The independent directors (being William Frewen, Justin Lewis and Peter Marks) consider, having consulted with finnCap Ltd, that the terms of the Heads of Agreement are fair and reasonable insofar as independent shareholders of the Company are concerned.
Mpokoto gold project:
Mpokoto has a current total mineral resource of 678,000oz Au from 14.58m tonnes @ 1.45g/t Au at a cut-off grade of 0.5g/t to produce approximately 25,000oz per annum over a nine-year mine life. The results of an expanded scoping study demonstrated a post-tax net present value of US$55.3 million based upon a discount rate of 8% and a gold price of US$1,250/oz.
Results from a DFS, announced February 2016, set out various parameters for Mpokoto, identifying phased processing routes for the project to support low capex development (Phase one concentrates on the shallower oxide portion of the resource which will be prioritised for exploitation in advance of the deeper unweathered sulphide ore designated for Phase two). The technical financial model shows solid economic fundamentals coming from annual mine throughput of 720,000 tonnes of ore over a four and half year mine life from which an average 24,900 oz gold per annum could be produced. At a gold price of US$1,250 per oz, the revenue is US$138.6 million from Phase one alone. Capital costs are estimated to be of the order of US$25 million, with cash operating costs of US$792 per oz.
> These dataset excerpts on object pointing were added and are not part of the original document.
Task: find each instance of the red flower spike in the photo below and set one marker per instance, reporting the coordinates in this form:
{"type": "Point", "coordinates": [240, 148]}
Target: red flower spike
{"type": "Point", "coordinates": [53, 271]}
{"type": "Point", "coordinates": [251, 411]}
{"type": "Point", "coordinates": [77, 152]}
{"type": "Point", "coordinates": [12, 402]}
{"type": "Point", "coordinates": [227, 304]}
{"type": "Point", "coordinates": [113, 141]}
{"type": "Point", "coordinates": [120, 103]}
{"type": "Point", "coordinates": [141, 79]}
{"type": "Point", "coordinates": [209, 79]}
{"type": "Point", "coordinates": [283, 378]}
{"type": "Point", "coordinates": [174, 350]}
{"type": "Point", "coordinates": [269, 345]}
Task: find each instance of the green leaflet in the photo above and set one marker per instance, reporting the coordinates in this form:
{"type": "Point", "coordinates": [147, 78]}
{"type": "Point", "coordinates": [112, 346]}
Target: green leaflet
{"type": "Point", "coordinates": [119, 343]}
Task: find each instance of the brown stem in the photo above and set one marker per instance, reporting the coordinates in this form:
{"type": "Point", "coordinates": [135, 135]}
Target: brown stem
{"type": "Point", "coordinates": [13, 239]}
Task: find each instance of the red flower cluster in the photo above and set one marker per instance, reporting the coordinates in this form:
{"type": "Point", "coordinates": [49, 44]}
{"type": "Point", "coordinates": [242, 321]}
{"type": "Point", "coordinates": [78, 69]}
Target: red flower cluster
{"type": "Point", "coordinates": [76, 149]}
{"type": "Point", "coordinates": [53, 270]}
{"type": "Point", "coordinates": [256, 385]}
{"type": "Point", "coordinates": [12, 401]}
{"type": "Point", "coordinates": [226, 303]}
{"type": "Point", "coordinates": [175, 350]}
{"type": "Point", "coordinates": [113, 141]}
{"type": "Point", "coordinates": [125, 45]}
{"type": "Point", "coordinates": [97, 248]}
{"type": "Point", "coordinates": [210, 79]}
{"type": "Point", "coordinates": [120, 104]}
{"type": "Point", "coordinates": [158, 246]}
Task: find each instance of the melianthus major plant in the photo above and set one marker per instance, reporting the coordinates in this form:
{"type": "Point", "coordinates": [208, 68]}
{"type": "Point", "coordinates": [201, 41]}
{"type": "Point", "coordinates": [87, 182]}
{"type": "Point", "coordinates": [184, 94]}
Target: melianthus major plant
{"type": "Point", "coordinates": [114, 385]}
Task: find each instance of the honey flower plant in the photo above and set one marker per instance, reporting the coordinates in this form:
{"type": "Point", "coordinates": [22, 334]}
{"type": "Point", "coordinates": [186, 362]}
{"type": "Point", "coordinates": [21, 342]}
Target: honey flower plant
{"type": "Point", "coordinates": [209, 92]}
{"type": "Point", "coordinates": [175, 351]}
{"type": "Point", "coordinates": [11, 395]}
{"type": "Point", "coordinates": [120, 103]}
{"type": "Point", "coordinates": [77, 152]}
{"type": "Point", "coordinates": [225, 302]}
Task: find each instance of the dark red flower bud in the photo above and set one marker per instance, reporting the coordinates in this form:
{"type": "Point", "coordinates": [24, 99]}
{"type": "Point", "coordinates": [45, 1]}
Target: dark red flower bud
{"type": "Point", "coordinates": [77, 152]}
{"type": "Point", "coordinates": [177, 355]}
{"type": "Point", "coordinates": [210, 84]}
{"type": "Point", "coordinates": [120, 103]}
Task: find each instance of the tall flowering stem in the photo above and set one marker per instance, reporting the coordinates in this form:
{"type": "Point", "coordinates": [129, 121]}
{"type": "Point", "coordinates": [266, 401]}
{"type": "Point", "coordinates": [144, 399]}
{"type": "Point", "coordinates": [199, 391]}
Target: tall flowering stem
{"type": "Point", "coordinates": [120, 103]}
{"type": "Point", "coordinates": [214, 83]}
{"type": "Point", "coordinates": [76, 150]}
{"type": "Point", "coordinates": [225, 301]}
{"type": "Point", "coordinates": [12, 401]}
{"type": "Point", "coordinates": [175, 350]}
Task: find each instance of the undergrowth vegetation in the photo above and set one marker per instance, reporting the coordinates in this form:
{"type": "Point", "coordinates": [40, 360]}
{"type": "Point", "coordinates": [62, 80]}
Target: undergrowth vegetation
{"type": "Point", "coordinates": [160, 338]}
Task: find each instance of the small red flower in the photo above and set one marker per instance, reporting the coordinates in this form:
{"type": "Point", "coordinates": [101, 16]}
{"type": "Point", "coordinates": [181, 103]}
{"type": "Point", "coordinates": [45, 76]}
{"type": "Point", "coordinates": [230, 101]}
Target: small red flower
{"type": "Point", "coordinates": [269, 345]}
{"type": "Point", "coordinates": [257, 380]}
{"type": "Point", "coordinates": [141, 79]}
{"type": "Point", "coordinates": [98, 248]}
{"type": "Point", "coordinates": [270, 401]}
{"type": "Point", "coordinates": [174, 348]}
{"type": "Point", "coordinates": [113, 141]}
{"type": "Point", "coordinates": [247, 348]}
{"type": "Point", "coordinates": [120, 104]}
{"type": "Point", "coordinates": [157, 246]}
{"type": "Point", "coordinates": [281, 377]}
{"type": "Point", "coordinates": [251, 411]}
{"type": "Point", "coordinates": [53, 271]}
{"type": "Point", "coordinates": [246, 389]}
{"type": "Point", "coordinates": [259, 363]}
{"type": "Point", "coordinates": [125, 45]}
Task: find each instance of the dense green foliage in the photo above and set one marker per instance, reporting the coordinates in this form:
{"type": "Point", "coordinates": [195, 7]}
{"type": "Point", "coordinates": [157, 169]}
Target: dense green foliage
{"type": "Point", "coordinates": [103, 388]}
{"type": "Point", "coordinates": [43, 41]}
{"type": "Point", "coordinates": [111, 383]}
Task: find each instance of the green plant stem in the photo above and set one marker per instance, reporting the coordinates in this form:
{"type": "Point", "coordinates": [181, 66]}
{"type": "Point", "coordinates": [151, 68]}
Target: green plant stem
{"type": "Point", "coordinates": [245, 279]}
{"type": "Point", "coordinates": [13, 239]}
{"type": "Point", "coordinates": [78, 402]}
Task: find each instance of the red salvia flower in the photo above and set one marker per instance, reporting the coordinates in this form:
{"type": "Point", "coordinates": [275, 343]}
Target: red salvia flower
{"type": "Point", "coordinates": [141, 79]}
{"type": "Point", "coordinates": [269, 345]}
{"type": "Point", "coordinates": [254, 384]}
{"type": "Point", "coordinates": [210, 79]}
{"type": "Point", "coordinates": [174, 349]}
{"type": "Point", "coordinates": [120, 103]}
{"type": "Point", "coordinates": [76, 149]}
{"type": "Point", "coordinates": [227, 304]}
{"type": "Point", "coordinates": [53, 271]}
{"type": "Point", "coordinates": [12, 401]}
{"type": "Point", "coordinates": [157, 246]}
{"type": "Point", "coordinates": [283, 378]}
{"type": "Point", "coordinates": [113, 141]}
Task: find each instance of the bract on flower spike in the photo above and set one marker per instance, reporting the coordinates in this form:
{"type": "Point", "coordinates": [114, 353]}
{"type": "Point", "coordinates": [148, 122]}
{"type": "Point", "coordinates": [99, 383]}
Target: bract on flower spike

The Mpokoto project comprises four mining licences, which are valid for an initial term of 30 years from 30 September 2014. Significant further upside is anticipated with an exploration target of 2.4-3.0m tonnes grading 1.25-1.5 g/t Au which the Board estimate should yield an additional 120,000-150,000 oz Au to the project. Furthermore, the project is part of a substantial 800,000 hectares of exploration licences yet to be explored.
For further information please visit www.armadalecapitalplc.com or contact:
|Armadale Capital||Charles Zorab||+44 207 233 1462|
|Nomad and broker: finnCap Limited||Christopher Raggett||+44 207 220 0500|
|Joint Broker: Beaufort Limited||Jon Bellis|
|Press relations: St Brides Partners Limited||Charlotte Page||+44 207 236 1177|
Armadale Capital Plc is focused on investing in and developing a portfolio of investments, targeting the natural resources and/or infrastructure sectors in Africa. The company, led by a team with operational experience and a strong track record in Africa, has a strategy of identifying high growth businesses where it can take an active role in their advancement.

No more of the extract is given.